I have encountered the primal myth of money and markets many times when talking about my most recent book, The Surprising Design of Market Economies. I tell people that the state, that is government, creates markets. Inevitably someone in the audience comes back with, “Yeah, but markets are natural. Thousands of years ago, before formal governments, two farmers were trading or swapping goats for bricks, or cheese for tools, and so on.” It’s an important question for a number of reasons, but one of them is that this idea that markets or at least market trading behavior is a basic aspect of human nature is the foundation myth of of both classical economics, and of Libertarianism. But even average, seemingly non-political and non-economics oriented people seem to hold some version of this belief.

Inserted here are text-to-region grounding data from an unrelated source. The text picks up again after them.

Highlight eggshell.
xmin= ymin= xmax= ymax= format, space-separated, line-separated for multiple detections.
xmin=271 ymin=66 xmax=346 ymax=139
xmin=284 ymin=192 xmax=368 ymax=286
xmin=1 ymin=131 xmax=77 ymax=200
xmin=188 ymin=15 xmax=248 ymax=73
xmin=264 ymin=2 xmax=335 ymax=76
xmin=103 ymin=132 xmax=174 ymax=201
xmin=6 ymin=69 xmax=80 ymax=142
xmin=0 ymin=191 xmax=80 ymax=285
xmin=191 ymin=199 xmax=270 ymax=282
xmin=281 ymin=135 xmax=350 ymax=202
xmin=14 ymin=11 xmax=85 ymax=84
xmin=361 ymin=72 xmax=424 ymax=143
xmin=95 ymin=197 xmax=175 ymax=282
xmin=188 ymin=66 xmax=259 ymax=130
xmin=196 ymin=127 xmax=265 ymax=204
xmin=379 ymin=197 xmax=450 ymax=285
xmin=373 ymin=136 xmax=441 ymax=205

David Graeber, in his new book Debt: The First 5000 Years, does a very good job as exposing this foundational myth for the fantasy that it is. Graeber, an anthropologist by training, shows that no primitive tribe or early people have ever acted this way, at least that has been found. He shows that those friendly to classical economists, who tend to talk about markets as natural, have spent effort trying to find such people with their natural markets, and have failed.
I talk a lot in my book about how governments create markets. Indeed, that is its central thesis. But I only address the fallacy of the of primal myth of markets in passing. I didn’t have the knowledge and expertize that Graeber has accumulated from his years of research, to show exactly how classical economists are wrong in this regard. Graeber even takes on the master himself, Adam Smith, and convincingly so.
Graeber exposes the inaccuracy of the primal myth of markets as part of his larger thesis in showing what are the origins of markets, in an economic sense. Graeber says not only that markets are a creation of the state, but that markets begin with debt, which in turn was usually created by the state. It’s an interesting theory, and he does a good job supporting it.
I’m just beginning the book, so I won’t pass any final judgments here, but so far I’m impressed by how readable Graeber is, and how succinctly and simply Graeber writes about what are often complex subjects, while using well sourced examples to illustrate his thesis. My hat, so far, is off to Graeber.